MetaQL: Queries Across NoSQL, SQL, Sparql, and Spark

Each database has its strengths and weaknesses for different data access profiles, and we should endeavor to use the right tool for the right job.

However, adding another infrastructure component greatly increases not only the management effort, but also the development effort to integrate and maintain connections across multiple data repositories, let alone keeping the data synchronized.

In this talk, we’ll discuss MetaQL, a common query layer across database technologies including NoSQL, SQL, Sparql, and Spark.

Using a common query layer lessens the burden on developers, allows using the right database for the right job, and opens up data to additional analysis that would be unavailable previously – providing new and unexpected value.

In this talk, we will discuss:

Database Data Model and Schema
Java/JVM Query Builder, driven by Schema
Query constructs for “Select”, “Graph”, “Path”, and “Aggregation” Queries
NoSQL & SQL Databases
Sparql RDF Databases, including Allegrograph
Apache Spark, including SparkSQL and the new DataFrame API
ETL, Transactions, and Data Synchronization
Seamless queries across databases

Marc Hadfield founded Vital AI to create software systems that understand and harness data.
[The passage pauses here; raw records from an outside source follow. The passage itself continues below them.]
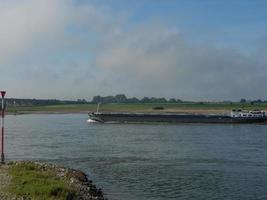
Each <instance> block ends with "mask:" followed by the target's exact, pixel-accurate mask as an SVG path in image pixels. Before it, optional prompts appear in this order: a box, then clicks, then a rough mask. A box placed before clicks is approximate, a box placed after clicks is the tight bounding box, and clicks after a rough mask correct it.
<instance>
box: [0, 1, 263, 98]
mask: <svg viewBox="0 0 267 200" xmlns="http://www.w3.org/2000/svg"><path fill="white" fill-rule="evenodd" d="M266 10H267V2H265V1H261V0H255V1H249V0H236V1H230V0H226V1H219V0H215V1H214V0H205V1H194V0H190V1H182V0H181V1H180V0H176V1H164V0H137V1H130V0H103V1H97V0H88V1H84V0H21V1H18V0H10V1H4V0H0V24H1V27H0V47H1V48H0V70H1V78H0V89H1V90H6V91H7V97H14V98H17V97H18V98H36V99H66V100H76V99H86V100H90V99H92V98H93V96H96V95H100V96H108V95H115V94H125V95H126V96H127V97H138V98H142V97H144V96H148V97H153V96H155V97H165V98H179V99H182V100H188V101H220V100H232V101H239V100H240V99H241V98H245V99H251V100H254V99H262V100H265V99H267V93H265V92H264V90H263V87H264V86H265V85H267V79H266V77H267V76H266V75H267V26H266V24H267V12H266Z"/></svg>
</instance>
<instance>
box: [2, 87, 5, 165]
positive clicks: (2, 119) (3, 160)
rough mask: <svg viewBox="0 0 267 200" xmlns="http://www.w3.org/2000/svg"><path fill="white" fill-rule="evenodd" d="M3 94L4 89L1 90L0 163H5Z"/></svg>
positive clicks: (3, 99)
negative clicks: (1, 127) (0, 132)
mask: <svg viewBox="0 0 267 200" xmlns="http://www.w3.org/2000/svg"><path fill="white" fill-rule="evenodd" d="M5 95H6V91H1V96H2V110H1V111H2V112H1V115H2V148H1V163H2V164H4V163H5V155H4V118H5V105H4V100H5Z"/></svg>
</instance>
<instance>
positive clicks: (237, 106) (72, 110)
mask: <svg viewBox="0 0 267 200" xmlns="http://www.w3.org/2000/svg"><path fill="white" fill-rule="evenodd" d="M96 107H97V105H96V104H68V105H49V106H18V107H8V108H7V112H9V113H18V114H23V113H79V112H82V113H87V112H92V111H96ZM156 107H163V108H164V109H163V110H155V108H156ZM233 108H243V109H247V110H252V109H261V110H267V103H255V104H253V105H252V104H250V103H165V104H159V103H147V104H145V103H136V104H130V103H127V104H123V103H112V104H101V106H100V111H102V112H160V111H165V112H229V111H230V110H231V109H233Z"/></svg>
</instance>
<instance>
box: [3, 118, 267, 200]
mask: <svg viewBox="0 0 267 200" xmlns="http://www.w3.org/2000/svg"><path fill="white" fill-rule="evenodd" d="M86 120H87V115H85V114H44V115H41V114H40V115H37V114H32V115H17V116H13V115H9V116H6V121H5V123H6V138H5V148H6V149H5V154H6V159H7V160H40V161H45V162H51V163H56V164H59V165H64V166H66V167H72V168H76V169H81V170H83V171H85V172H86V173H88V174H89V176H90V178H91V179H93V181H94V183H95V184H96V185H97V186H98V187H101V188H102V189H103V191H104V193H106V197H108V198H109V199H111V200H125V199H127V200H166V199H179V200H191V199H192V200H195V199H198V200H217V199H218V200H219V199H231V200H235V199H236V200H240V199H242V200H251V199H257V200H260V199H262V200H265V199H267V125H253V124H250V125H231V124H217V125H216V124H210V125H209V124H177V125H166V124H165V125H151V124H147V125H145V124H139V125H138V124H87V123H86Z"/></svg>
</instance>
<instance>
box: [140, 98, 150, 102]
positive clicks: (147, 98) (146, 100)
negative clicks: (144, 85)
mask: <svg viewBox="0 0 267 200" xmlns="http://www.w3.org/2000/svg"><path fill="white" fill-rule="evenodd" d="M141 102H142V103H150V99H149V98H148V97H144V98H143V99H141Z"/></svg>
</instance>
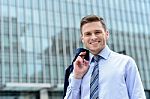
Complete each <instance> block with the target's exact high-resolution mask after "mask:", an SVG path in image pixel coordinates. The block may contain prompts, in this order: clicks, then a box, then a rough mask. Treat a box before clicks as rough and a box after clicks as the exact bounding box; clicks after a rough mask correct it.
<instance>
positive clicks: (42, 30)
mask: <svg viewBox="0 0 150 99" xmlns="http://www.w3.org/2000/svg"><path fill="white" fill-rule="evenodd" d="M47 34H48V33H47V26H45V25H42V26H41V36H42V37H47V36H48V35H47Z"/></svg>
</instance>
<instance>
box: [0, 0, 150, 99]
mask: <svg viewBox="0 0 150 99" xmlns="http://www.w3.org/2000/svg"><path fill="white" fill-rule="evenodd" d="M149 9H150V1H149V0H0V99H61V98H62V93H63V82H64V73H65V69H66V68H67V66H68V65H69V64H71V60H72V59H73V57H74V51H75V49H76V48H78V47H82V46H83V45H82V43H81V41H80V29H79V26H80V20H81V18H82V17H83V16H85V15H89V14H96V15H99V16H102V17H103V18H104V19H105V20H106V23H107V25H108V29H109V31H110V38H109V42H108V45H109V46H110V48H111V49H112V50H114V51H116V52H123V53H124V54H127V55H129V56H131V57H133V58H134V59H135V61H136V63H137V65H138V69H139V72H140V75H141V78H142V82H143V85H144V89H145V92H146V96H147V98H148V99H149V98H150V77H149V75H150V63H149V61H150V56H149V52H150V32H149V30H148V29H149V28H150V23H149V22H150V18H149V16H150V12H149V11H148V10H149Z"/></svg>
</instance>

Mr. Hadfield’s career has focused on large-scale data analysis in Financial Services, Life Science, and Enterprise Publishing. He has been principally focused on the interplay of Semantic Data, Machine Learning, Graph Analytics, and Natural Language Processing as a foundation for data-driven applications. Mr. Hadfield, as CTO of Alitora Systems, has worked with the Gladstone Institute and the Gates Foundation to apply these techniques to drug discovery; as CTO of Inform Technologies to apply them to content recommendation for news and video publishers; and as consultant to Bloomberg to apply them to communication regulatory compliance. Using this experience, Mr. Hadfield designed the Vital AI software components and processes to do the heavy lifting of data-driven applications, freeing up developer and data science resources for deeper data analysis.